Most service based indicators are incomplete, as data from the independent healthcare sector are missing.
Geographical monitoring is useful, as data can then be interpreted in the context of the strategic roles of strategic health authorities, the commissioning roles of primary care organisations, and local demographic and socioeconomic conditions. Local conditions may explain (although should not justify) poorer outcomes if there are known effective interventions. We found variations (some statistically significant) both between and within the area groups created by the Office for National Statistics for grouping healthcare organisations that are most similar in terms of a range of demographic and socioeconomic conditions. Significant variation within these groups probably reflects influences other than demography and socioeconomic conditions, such as quality of health care.
, http://www.100md.com
Summary points
More rigorous analysis of existing routine clinical data would allow assessment of NHS performance across a wide range of services
Examples of such performance indicators include mental health care, potentially avoidable deaths, and forecasting coronary heart disease outcomes
Various assumptions and technical issues need discussion and debate—that is, the selection of indicators and targets, methods, interpretation of data, and application in productivity measurement
, 百拇医药
Application in productivity assessment
Practical ways need to be found to incorporate multiple indicators in productivity assessment: they may overlap or interact; some may be more important or relevant than others and may need to be weighted; some may reflect mismatching performance for a given time (see the above discussion on stroke). Techniques for dealing with these issues, such as weighted scores, profiles, etc, are beyond the scope of our two articles but need consideration.
, http://www.100md.com
High levels of activity in treatment, rehabilitation, and long term care may show desirable high productivity and improvement, but would be considered an undesirable or negative output of preventive activity for a preventable condition such as stroke.

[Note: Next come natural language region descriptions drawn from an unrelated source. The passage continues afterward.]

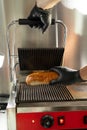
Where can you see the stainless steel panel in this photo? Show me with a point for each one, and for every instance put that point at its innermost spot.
(24, 36)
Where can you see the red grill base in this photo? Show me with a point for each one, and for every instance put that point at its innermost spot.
(71, 120)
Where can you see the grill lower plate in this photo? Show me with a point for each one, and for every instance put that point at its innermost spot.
(43, 93)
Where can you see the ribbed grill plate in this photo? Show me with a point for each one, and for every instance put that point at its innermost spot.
(43, 93)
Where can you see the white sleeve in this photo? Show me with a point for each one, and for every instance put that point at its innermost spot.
(47, 4)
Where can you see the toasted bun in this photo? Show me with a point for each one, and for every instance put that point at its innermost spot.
(41, 77)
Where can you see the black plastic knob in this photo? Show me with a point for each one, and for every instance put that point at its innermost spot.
(47, 121)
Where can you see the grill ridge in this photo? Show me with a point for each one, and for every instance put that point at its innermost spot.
(43, 93)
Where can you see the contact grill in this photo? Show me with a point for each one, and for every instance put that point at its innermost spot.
(43, 93)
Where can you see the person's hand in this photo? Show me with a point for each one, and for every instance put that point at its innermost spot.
(43, 18)
(67, 76)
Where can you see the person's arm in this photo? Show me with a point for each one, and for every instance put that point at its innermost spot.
(47, 4)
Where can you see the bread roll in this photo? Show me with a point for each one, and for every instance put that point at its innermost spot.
(41, 77)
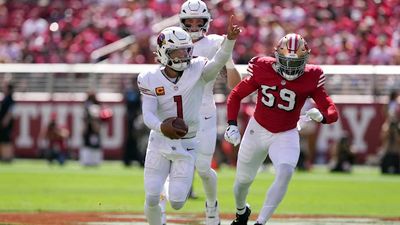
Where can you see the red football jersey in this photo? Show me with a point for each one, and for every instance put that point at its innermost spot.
(279, 101)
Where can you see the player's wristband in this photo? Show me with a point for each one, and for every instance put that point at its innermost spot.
(230, 64)
(232, 122)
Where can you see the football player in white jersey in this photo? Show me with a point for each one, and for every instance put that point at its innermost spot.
(195, 18)
(175, 90)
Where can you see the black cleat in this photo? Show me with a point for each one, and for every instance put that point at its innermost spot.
(242, 219)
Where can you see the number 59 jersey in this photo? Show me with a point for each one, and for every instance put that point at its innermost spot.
(181, 98)
(279, 101)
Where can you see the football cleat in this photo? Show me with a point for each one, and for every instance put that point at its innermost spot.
(242, 219)
(212, 215)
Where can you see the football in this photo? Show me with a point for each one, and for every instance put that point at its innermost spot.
(180, 124)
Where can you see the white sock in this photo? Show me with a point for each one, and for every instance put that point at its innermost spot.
(210, 187)
(276, 192)
(241, 211)
(241, 190)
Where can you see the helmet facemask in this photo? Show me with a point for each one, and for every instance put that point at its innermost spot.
(195, 9)
(179, 63)
(174, 48)
(195, 35)
(290, 68)
(291, 56)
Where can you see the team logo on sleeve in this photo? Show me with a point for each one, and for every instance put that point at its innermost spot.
(160, 91)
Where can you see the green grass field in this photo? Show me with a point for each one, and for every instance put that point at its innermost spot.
(33, 185)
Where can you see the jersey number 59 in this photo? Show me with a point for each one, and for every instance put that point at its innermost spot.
(286, 95)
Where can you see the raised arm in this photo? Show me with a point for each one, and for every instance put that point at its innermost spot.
(212, 67)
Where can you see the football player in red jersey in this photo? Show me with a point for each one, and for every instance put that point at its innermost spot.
(283, 84)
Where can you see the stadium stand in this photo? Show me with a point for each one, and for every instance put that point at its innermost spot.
(339, 32)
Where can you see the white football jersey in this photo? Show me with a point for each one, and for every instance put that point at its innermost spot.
(207, 47)
(180, 99)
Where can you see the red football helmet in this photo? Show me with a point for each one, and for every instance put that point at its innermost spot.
(291, 55)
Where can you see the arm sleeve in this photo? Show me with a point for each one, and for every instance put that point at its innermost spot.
(149, 109)
(324, 103)
(243, 89)
(212, 67)
(149, 104)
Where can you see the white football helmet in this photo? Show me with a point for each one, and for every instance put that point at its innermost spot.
(170, 39)
(195, 9)
(291, 55)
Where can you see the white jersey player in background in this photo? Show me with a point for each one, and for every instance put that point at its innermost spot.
(175, 90)
(195, 18)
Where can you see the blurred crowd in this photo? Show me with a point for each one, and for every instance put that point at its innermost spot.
(338, 32)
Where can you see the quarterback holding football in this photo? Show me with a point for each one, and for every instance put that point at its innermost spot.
(175, 90)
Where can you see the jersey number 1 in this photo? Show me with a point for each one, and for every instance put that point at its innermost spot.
(179, 108)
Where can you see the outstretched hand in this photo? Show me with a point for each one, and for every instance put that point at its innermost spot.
(233, 30)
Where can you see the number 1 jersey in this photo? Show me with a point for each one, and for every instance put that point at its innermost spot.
(181, 98)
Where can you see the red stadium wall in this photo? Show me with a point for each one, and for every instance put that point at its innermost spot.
(362, 121)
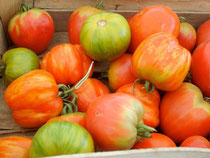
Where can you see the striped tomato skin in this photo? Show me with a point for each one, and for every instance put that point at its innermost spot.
(59, 138)
(105, 36)
(161, 60)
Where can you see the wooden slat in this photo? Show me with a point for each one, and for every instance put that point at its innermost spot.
(186, 5)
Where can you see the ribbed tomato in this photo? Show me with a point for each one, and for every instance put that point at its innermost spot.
(119, 72)
(105, 36)
(184, 113)
(33, 98)
(31, 29)
(67, 63)
(60, 138)
(150, 101)
(151, 20)
(15, 147)
(162, 61)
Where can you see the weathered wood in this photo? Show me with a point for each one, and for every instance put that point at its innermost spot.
(183, 5)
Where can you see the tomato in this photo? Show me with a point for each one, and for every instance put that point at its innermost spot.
(184, 113)
(78, 118)
(150, 101)
(32, 29)
(91, 89)
(196, 141)
(15, 147)
(162, 61)
(105, 36)
(33, 98)
(187, 36)
(67, 63)
(203, 32)
(156, 141)
(151, 20)
(76, 20)
(200, 68)
(18, 61)
(119, 72)
(113, 121)
(60, 138)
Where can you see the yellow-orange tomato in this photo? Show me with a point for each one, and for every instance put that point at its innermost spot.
(161, 60)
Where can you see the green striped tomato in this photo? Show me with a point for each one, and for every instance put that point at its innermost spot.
(60, 138)
(105, 36)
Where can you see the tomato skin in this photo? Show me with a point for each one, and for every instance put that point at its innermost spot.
(196, 141)
(203, 33)
(88, 91)
(18, 61)
(119, 113)
(105, 36)
(201, 75)
(149, 101)
(184, 111)
(187, 36)
(151, 20)
(119, 72)
(62, 138)
(33, 98)
(67, 63)
(161, 60)
(76, 20)
(25, 29)
(15, 147)
(156, 141)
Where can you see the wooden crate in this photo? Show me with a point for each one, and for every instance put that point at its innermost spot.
(196, 12)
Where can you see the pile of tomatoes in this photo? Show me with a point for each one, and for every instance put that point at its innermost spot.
(158, 82)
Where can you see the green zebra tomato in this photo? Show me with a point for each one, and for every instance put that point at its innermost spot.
(105, 36)
(17, 62)
(60, 138)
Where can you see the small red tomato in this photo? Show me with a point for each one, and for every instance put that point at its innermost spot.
(156, 141)
(196, 141)
(119, 72)
(187, 36)
(15, 147)
(32, 29)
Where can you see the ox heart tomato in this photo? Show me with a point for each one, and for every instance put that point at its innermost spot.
(31, 28)
(162, 61)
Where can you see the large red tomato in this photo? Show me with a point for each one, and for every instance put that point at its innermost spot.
(119, 72)
(67, 63)
(201, 67)
(184, 113)
(15, 147)
(31, 29)
(33, 98)
(151, 20)
(150, 101)
(162, 61)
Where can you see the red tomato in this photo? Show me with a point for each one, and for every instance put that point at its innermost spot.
(31, 29)
(15, 147)
(151, 20)
(149, 101)
(203, 32)
(76, 20)
(187, 36)
(161, 60)
(156, 141)
(184, 113)
(196, 141)
(88, 91)
(67, 63)
(200, 67)
(120, 73)
(78, 118)
(33, 98)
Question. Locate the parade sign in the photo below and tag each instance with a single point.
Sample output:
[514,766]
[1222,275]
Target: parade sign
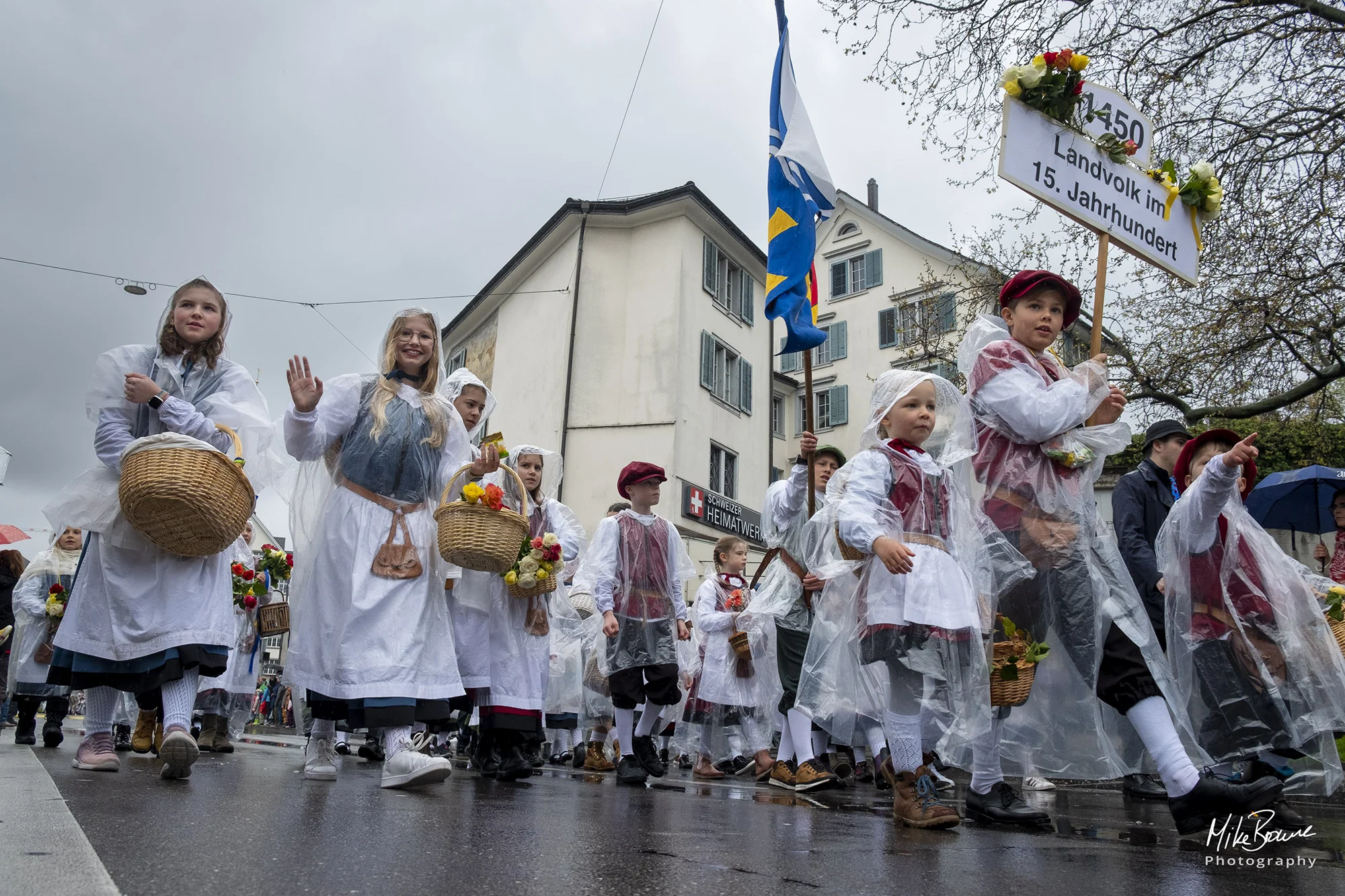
[714,510]
[1069,173]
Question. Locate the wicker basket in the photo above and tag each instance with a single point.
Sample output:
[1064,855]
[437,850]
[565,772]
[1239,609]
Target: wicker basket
[274,619]
[1339,631]
[1011,693]
[847,551]
[544,587]
[740,645]
[186,501]
[477,537]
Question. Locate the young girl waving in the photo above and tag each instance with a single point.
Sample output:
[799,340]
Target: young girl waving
[372,639]
[139,618]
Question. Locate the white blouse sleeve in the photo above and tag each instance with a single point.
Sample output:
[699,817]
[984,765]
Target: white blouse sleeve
[866,505]
[309,435]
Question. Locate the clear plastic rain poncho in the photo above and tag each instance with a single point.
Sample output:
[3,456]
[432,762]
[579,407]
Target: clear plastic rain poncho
[1039,464]
[929,626]
[132,599]
[731,705]
[33,626]
[356,634]
[224,395]
[1253,655]
[638,567]
[520,627]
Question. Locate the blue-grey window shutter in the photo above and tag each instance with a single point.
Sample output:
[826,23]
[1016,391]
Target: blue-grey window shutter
[874,268]
[887,327]
[839,279]
[711,268]
[839,339]
[948,313]
[840,405]
[746,385]
[708,361]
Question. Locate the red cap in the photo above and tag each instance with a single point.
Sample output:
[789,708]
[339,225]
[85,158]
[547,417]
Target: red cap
[638,471]
[1183,469]
[1026,282]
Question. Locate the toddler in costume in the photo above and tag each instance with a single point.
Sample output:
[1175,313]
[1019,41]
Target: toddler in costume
[1252,653]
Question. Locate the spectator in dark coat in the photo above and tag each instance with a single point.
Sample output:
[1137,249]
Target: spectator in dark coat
[1140,506]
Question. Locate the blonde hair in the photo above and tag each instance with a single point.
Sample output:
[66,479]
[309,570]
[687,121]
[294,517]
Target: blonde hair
[428,386]
[171,343]
[724,546]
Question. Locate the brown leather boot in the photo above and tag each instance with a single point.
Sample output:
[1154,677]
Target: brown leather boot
[917,803]
[597,759]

A cross sectional approach does not take account of sequentially linked events over time, such as patients with myocardial infarction having further infarcts in due course.
Reality is even more complex than the approach taken here, and this should be acknowledged explicitly in any output to avoid sweeping simplistic generalisations during interpretation.
, http://www.100md.com
Conclusions
We have shown the feasibility of a variety of ways of measuring health related outputs and outcomes. Data from initiatives such as the new mental health minimum dataset and the new general practice contract should lead to better measurement. Any assessment of productivity requires careful matching of outcomes to the inputs used to achieve them, and this brings in a separate set of issues and assumptions that are beyond the scope of our articles.
, http://www.100md.com
Extra technical details of the methods described appear on bmj.com
AL's contributions to the study were made within his role at the Oxford branch of the National Centre for Health Outcomes Development, based at Oxford University, Headington, Oxford.
Contributors: AL conceived of the study, drafted the article, and produced the hospital episode statistics based indicators. JC helped draft the article and produced the mental health indicators. DE helped draft the article and produced the population mortality indicators. CSp analysed hospital episode statistics data. CSa helped draft the article and produced the forecastingmodels. Lee Mellers helped analyse the hospital episode statistics data. Bernard Rachet contributed information on the forecasting models (cancer survival). David Rudrum provided editorial support. AL is guarantor for the study.
, 百拇医药
Competing interests: All authors are involved in the work of the National Centre for Health Outcomes Development, either directly or via subcontracts. The centre is funded by the Department of Health and commissioned by it and the Healthcare Commission to develop and produce clinical and health indicators for them and the NHS. The views expressed here are those of the authors and not necessarily of the commissioners.
Ethical approval: Not needed.
, 百拇医药
References
Smith R. Is the NHS getting better or worse [editorial] BMJ 2003;327: 1239-41.
Department of Health. Chief executive's report to the NHS. London: DoH, 2004.
Atkinson A. Atkinson review: interim report-measurement of government output and productivity for the national accounts. London: Stationery Office, 2004.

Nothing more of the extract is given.